# 28RS-S



## Abe (Jun 22, 2004)

Hi All, we took delivery of our 2004 28RS-S 2 weeks ago, without an oven but it is in the contract, and are anxious to get it home. We were inclined to sell our tow vechile first and then the trailer but the opposite occured. So the trail-lite is gone to friends and the Outback is at the campground 45 minutes away. I have really appreciated this forum as it has answered most of my questions- radio hum, shower leak, slide manual bolt location, rust on the outside stove etc. Thanks again.

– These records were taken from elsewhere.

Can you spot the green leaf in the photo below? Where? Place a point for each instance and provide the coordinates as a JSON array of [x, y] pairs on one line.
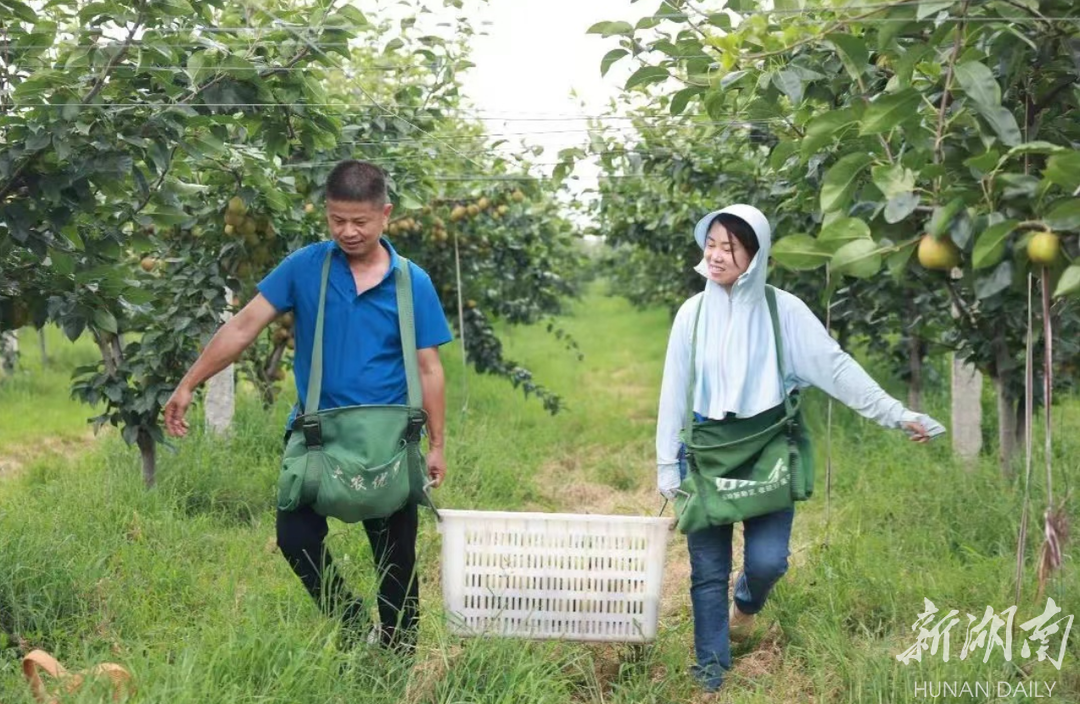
[[1037, 147], [788, 83], [839, 180], [996, 282], [990, 245], [893, 179], [900, 206], [825, 127], [680, 99], [194, 67], [1002, 122], [896, 262], [841, 231], [852, 52], [979, 83], [943, 217], [105, 321], [1069, 283], [1064, 170], [1065, 215], [610, 58], [799, 253], [610, 28], [19, 10], [984, 162], [781, 153], [645, 76], [719, 19], [861, 258], [889, 111], [732, 78]]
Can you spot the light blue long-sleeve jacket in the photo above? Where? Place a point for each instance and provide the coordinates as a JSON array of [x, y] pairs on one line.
[[737, 368]]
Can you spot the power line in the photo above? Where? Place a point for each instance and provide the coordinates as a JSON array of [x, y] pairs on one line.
[[388, 110]]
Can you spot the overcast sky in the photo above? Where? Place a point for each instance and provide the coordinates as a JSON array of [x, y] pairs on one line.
[[534, 59]]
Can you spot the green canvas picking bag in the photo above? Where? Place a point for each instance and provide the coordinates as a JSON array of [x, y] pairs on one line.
[[742, 468], [358, 462]]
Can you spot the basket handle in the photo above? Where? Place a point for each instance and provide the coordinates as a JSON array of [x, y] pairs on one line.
[[38, 661], [431, 504]]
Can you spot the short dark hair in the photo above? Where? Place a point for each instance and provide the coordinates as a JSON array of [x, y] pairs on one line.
[[360, 181], [740, 229]]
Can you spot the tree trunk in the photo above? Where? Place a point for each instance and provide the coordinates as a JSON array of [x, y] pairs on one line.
[[915, 373], [220, 400], [9, 351], [967, 413], [1007, 407], [1007, 429], [147, 449]]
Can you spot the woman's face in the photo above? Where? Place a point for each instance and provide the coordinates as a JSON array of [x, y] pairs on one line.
[[725, 255]]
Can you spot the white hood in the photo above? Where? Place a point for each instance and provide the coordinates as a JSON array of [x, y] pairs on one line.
[[737, 364]]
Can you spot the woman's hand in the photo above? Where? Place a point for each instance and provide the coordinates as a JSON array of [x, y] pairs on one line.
[[916, 431], [921, 428]]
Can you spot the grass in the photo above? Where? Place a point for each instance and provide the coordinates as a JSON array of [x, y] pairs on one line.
[[184, 584], [35, 401]]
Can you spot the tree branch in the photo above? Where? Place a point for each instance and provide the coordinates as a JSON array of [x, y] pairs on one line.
[[837, 25], [939, 156], [157, 184]]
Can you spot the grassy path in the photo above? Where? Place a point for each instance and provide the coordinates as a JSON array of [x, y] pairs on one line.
[[184, 583]]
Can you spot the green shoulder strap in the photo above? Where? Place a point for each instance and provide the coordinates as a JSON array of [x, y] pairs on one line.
[[403, 282], [403, 287], [770, 297], [315, 378]]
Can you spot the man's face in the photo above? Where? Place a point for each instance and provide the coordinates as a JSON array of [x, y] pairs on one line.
[[356, 226]]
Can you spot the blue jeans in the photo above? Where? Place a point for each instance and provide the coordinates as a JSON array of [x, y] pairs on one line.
[[765, 562]]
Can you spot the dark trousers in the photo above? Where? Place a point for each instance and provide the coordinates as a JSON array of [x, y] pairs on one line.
[[300, 537]]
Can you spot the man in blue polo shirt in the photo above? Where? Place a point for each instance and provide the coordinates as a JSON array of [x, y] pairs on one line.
[[363, 363]]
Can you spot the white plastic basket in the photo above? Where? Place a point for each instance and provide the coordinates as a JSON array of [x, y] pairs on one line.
[[552, 574]]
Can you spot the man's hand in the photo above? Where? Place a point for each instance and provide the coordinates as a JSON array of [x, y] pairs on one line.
[[175, 409], [436, 465]]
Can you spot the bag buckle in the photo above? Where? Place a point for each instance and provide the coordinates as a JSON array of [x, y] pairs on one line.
[[312, 427], [415, 427]]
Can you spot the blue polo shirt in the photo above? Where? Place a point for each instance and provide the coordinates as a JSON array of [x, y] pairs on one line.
[[363, 363]]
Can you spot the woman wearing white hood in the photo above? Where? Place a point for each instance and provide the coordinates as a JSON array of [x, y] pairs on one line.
[[723, 353]]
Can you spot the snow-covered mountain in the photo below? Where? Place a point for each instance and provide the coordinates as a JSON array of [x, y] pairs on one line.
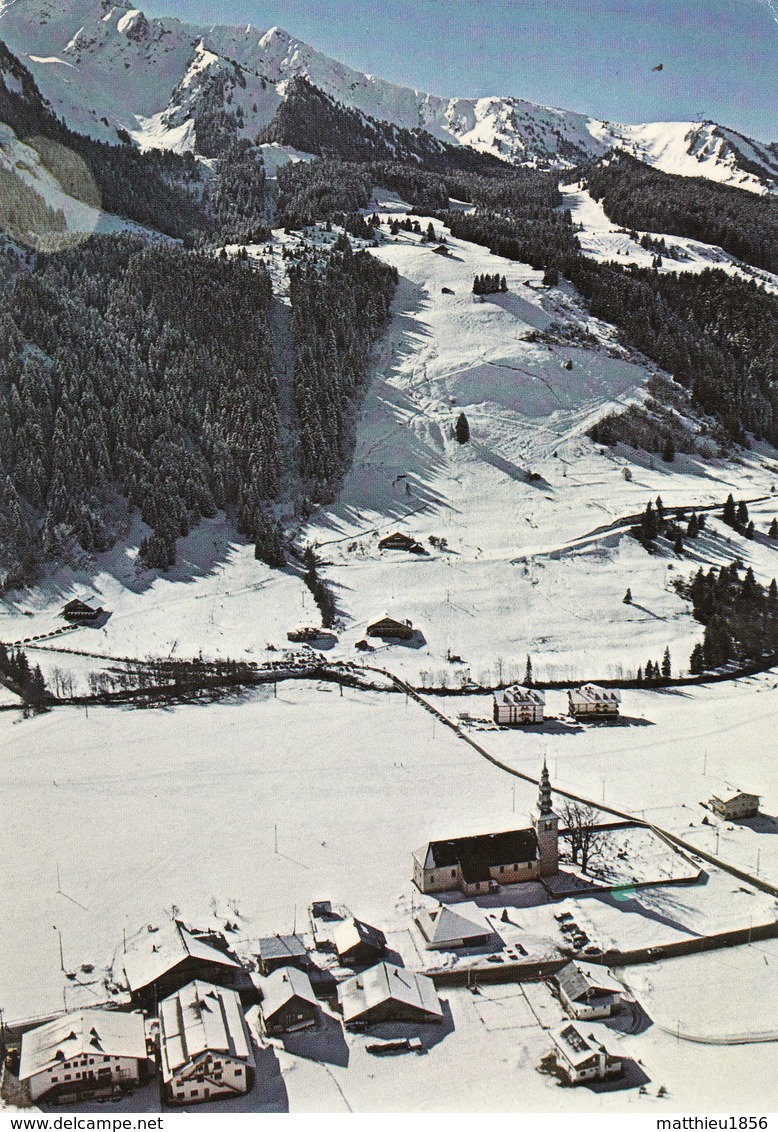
[[107, 67]]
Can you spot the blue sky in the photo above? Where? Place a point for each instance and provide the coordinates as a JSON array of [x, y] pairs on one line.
[[719, 57]]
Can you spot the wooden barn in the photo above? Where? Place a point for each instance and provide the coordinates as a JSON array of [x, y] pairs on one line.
[[582, 1058], [390, 628], [84, 1055], [519, 704], [205, 1048], [733, 805], [161, 961], [400, 541], [593, 702], [588, 991], [288, 1002], [386, 993], [78, 611], [275, 951], [357, 942]]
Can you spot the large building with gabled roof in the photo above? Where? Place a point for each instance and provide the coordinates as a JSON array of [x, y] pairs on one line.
[[84, 1054], [161, 961], [477, 864], [386, 993], [205, 1048]]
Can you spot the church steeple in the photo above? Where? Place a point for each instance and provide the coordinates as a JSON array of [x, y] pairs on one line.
[[547, 828], [545, 792]]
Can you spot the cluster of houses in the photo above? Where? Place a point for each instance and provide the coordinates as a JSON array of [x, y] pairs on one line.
[[193, 1001], [519, 704], [484, 862]]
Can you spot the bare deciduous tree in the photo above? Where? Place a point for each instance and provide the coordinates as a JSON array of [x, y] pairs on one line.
[[586, 839]]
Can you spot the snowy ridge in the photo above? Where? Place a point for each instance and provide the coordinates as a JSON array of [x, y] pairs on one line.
[[150, 76]]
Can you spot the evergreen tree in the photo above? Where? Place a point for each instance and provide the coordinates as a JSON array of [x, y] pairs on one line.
[[462, 429]]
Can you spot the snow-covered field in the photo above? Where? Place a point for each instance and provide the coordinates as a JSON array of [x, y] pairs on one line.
[[139, 811]]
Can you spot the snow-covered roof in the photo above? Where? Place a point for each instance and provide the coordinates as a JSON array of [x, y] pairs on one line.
[[284, 984], [592, 693], [581, 982], [152, 954], [445, 927], [387, 983], [518, 694], [726, 794], [575, 1047], [202, 1018], [102, 1032], [351, 933]]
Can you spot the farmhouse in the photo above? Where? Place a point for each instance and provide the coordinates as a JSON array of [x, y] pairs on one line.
[[480, 863], [160, 961], [275, 951], [357, 942], [519, 705], [388, 628], [386, 993], [304, 633], [400, 541], [78, 611], [590, 701], [733, 804], [288, 1001], [205, 1049], [443, 928], [82, 1055], [582, 1058], [588, 992]]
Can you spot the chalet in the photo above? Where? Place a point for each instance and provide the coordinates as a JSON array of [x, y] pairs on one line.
[[444, 928], [79, 612], [478, 864], [386, 993], [588, 991], [86, 1054], [582, 1058], [357, 942], [288, 1001], [304, 633], [161, 961], [733, 804], [275, 951], [388, 628], [400, 541], [205, 1048], [519, 705], [590, 701]]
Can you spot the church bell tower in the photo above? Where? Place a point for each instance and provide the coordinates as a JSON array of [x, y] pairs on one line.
[[547, 828]]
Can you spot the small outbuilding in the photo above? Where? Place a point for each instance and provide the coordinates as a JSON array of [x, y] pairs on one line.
[[79, 612], [580, 1057], [400, 541], [275, 951], [288, 1001], [357, 942], [390, 628], [84, 1055], [588, 991], [386, 993], [519, 704], [445, 928], [733, 805], [593, 702], [205, 1048]]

Michael, Abby, Dominique (f) Patrick
Dieppe N.B. Canada
Jack the Lab (puppy)
And room for two more kids when mine say they don't want to go this weekend!!!!
2004 Outback 28RS-S Tow Vechile ?


----------



## Y-Guy (Jan 30, 2004)

Welcome aboard Abe! Glad you found the site helpful. Congrats on your camper, we love our 28RSS too!


----------



## Twins Make 4 (Apr 25, 2004)

Ditto what Y-Guy said Abe, we just took our maiden voyage in our 28 rss on Memorial Day. Congrats & happy Outbacking.


----------



## polygraphpat (Mar 4, 2004)

Welcome from a fellow 2004 28RSS owner. Enjoy


----------



## timeout (Feb 13, 2004)

Congrats!

And enjoy your new 28rss. We've had ours for a year now and absolutely love it! I only wish the folddown couch/sleeper was a tad bit longer...


----------



## NDJollyMon (Aug 22, 2003)

Abe..
Welcome...congrats...and ENJOY!


----------



## Thor (Apr 7, 2004)

Abe

Another fellow Canadian
















Congrats with the choice of TT. We have the same one and just love it. I never thought I would enjoy TT this much. Just a few years ago my wife and I were big time campers...as in find a spot somewhere in northern Ont and camp. Camping in a park was like staying at the Holiday Inn.

I cannot believe what 5years and 3 kids later change your views. We all love camping in our TT.

Lots of great memories ahead

Congrats again!!

Thor


----------